One of the main strengths of this scoping review is the involvement of patient partners in the full text review and data extraction stages. Their valuable input not only provided insights into the needs and concerns of older adults regarding medication self-management, but also contributed to the identification of tools that were considered crucial for measuring diverse medication management components, drawing upon their personal lived experience with managing medications. Furthermore, by comprehensively identifying and comparing various tools that measure barriers to MMC, this scoping review contributes to the advancement of knowledge in the field of medication management in older adults. It serves as a reference point healthcare professionals can use for selecting tools to assess their patient's MMC. Researchers can use this information to select appropriate tools for their studies and to develop new tools that address specific barriers to MMC.

Limitations

A limitation of this study is that it was limited to English language studies published between 2002 and 2022. There may be important studies that were excluded from this study due to language and time restrictions.
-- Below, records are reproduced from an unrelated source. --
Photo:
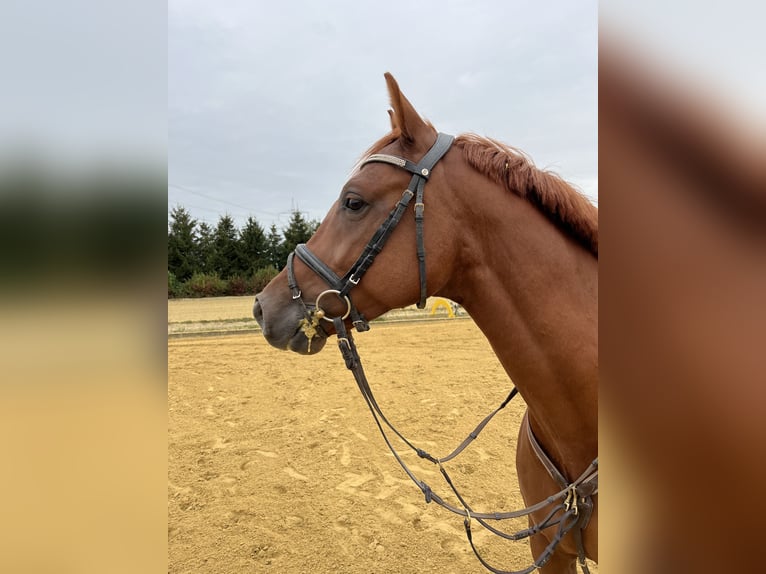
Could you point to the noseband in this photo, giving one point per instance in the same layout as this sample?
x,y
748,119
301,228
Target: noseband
x,y
341,286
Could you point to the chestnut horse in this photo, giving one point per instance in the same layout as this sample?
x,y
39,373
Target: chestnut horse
x,y
515,246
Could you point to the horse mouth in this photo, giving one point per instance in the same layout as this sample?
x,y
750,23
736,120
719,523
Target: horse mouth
x,y
302,344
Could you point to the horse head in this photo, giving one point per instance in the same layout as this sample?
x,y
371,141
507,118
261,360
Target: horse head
x,y
370,211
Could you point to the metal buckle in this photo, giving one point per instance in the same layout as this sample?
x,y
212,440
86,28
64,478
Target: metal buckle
x,y
336,292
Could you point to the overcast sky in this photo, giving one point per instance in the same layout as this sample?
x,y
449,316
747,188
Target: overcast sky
x,y
271,103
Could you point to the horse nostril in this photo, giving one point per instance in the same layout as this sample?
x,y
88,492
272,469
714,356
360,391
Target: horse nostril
x,y
258,312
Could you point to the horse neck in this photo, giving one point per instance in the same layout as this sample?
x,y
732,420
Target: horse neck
x,y
534,293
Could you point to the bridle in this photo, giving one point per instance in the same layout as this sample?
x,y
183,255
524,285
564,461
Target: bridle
x,y
573,503
342,286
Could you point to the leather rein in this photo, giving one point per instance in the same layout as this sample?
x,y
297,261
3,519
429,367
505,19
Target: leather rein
x,y
573,503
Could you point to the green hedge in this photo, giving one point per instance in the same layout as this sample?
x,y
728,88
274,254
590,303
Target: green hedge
x,y
211,285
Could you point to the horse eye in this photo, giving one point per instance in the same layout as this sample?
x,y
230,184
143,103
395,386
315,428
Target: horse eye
x,y
354,203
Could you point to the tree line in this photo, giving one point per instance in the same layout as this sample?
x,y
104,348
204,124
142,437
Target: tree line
x,y
206,260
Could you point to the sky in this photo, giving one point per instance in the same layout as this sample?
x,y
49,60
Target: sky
x,y
270,104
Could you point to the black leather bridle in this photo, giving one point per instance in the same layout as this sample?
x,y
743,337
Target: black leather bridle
x,y
569,509
342,286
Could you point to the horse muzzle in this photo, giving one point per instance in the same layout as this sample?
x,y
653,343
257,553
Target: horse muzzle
x,y
283,328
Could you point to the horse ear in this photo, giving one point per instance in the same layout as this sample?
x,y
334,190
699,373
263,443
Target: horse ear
x,y
411,126
393,120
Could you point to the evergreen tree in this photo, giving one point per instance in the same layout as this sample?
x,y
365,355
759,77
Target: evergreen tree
x,y
205,248
274,248
298,230
182,248
253,247
226,254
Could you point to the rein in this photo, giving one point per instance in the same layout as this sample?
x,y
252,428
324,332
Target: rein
x,y
573,503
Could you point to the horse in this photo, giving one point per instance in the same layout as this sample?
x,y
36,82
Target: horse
x,y
514,245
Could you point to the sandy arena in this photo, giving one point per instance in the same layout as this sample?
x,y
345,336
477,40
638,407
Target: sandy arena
x,y
275,463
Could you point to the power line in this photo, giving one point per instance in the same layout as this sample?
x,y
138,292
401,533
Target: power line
x,y
212,198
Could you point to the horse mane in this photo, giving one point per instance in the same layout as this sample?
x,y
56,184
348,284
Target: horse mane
x,y
566,207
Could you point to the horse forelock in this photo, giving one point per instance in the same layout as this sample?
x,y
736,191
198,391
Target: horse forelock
x,y
565,206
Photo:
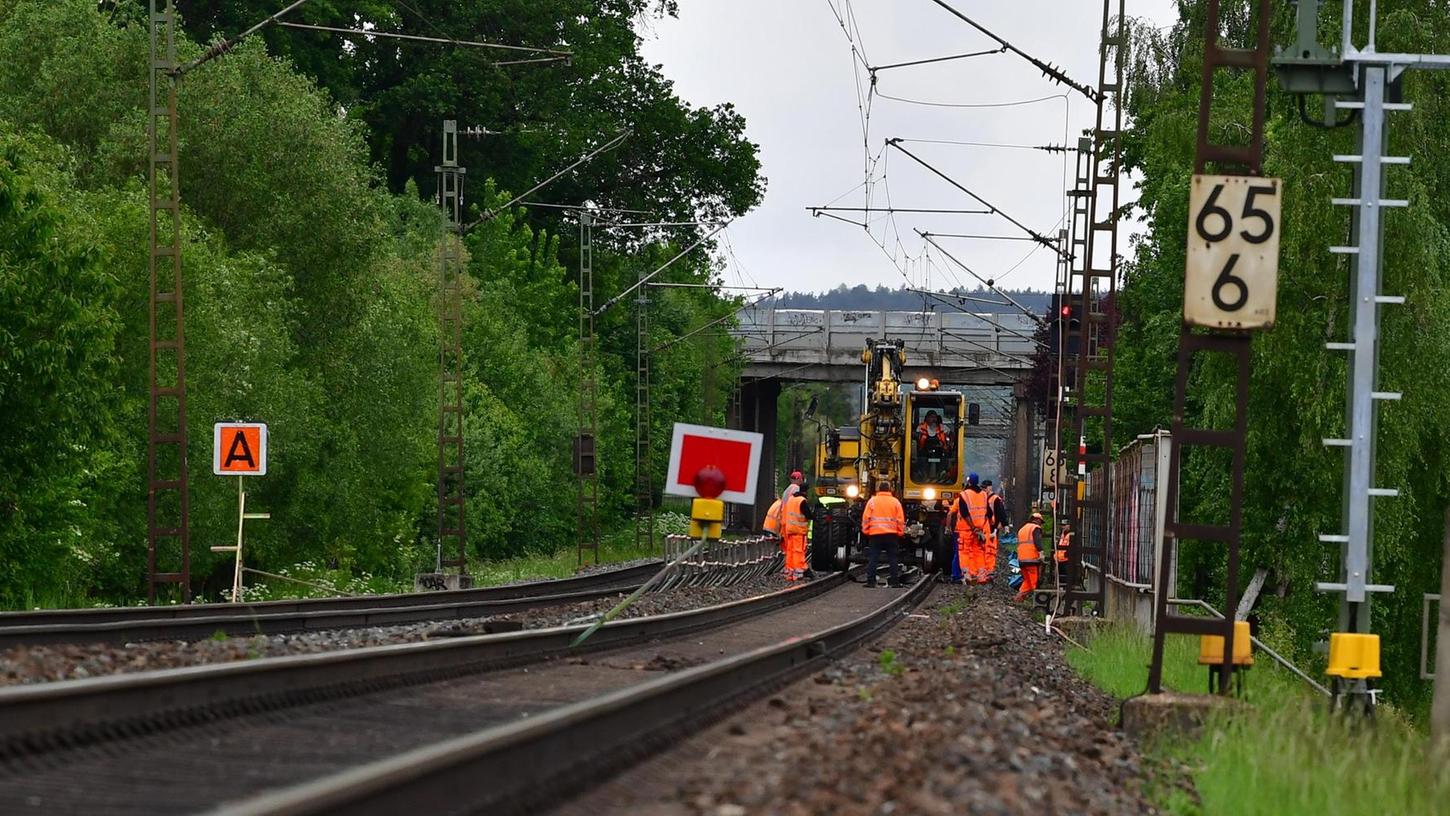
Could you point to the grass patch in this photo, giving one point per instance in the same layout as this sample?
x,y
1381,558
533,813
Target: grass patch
x,y
1285,754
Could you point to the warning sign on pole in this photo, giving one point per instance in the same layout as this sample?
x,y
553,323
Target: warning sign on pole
x,y
239,448
698,447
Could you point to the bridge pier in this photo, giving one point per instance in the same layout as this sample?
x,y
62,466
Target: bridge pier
x,y
756,410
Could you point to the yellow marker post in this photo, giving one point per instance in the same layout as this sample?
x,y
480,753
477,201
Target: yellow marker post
x,y
705,523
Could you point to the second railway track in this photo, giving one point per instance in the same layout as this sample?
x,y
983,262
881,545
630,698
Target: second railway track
x,y
235,732
193,622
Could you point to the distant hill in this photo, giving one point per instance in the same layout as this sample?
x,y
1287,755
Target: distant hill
x,y
902,299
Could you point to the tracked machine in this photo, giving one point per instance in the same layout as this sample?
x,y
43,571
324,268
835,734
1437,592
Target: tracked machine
x,y
901,442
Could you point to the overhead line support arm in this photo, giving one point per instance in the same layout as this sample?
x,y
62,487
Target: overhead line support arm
x,y
1047,68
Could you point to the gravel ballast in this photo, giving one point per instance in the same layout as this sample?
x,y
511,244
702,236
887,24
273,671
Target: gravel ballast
x,y
74,661
967,706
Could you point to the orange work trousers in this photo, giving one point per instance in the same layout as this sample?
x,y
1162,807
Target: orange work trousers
x,y
1028,581
972,554
795,547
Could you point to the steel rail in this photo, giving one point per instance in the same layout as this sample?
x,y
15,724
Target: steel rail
x,y
181,622
41,718
522,765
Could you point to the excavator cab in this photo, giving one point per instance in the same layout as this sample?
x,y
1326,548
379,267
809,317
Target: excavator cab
x,y
934,448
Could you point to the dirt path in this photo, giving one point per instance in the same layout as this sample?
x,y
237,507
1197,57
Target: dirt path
x,y
964,708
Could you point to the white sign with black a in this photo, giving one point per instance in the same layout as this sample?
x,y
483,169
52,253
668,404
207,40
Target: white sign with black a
x,y
1231,279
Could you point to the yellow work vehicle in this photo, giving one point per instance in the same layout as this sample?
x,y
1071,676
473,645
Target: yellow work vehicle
x,y
909,435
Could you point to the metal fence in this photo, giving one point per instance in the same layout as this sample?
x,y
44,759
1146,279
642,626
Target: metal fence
x,y
1137,509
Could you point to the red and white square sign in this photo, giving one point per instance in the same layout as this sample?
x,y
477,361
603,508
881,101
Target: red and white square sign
x,y
734,452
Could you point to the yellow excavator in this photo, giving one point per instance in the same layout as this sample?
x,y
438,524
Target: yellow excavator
x,y
911,435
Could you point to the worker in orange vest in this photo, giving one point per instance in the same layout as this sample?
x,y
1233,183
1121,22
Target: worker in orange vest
x,y
883,522
972,515
1030,554
1060,554
776,513
795,523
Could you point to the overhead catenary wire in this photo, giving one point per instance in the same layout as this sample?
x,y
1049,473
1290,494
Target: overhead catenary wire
x,y
930,103
587,157
554,55
985,281
228,44
1047,68
1036,235
660,268
899,210
933,60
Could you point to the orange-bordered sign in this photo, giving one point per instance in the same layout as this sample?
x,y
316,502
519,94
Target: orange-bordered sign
x,y
734,452
239,448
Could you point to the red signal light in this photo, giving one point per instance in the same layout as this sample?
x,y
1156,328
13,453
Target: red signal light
x,y
709,481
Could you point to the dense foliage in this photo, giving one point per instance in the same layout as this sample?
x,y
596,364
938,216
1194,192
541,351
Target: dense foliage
x,y
1298,390
311,274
Future research should consider including studies published in other languages to increase the comprehensiveness of the review. Additionally, although we searched six different databases using well-constructed search strategies, it is still possible that relevant studies were missed.

Conclusion

This scoping review identified several validated tools to measure various challenges that older adults encounter with medication management. However, no one tool measures all five barriers (physical, cognitive, sensory, motivational, and environmental) to medication-taking at home. Therefore, a combination of tools is recommended to comprehensively measure these different aspects. The study's findings can aid healthcare professionals and researchers in selecting appropriate tools for assessing medication management capacity in older adults and enhancing the quality of care for this population. Nonetheless, despite the valuable insights from this review, the development of a comprehensive tool that addresses all these barriers is still necessary. Further research and development in this area is needed to provide healthcare professionals with a more efficient and holistic approach to assess medication management capacity.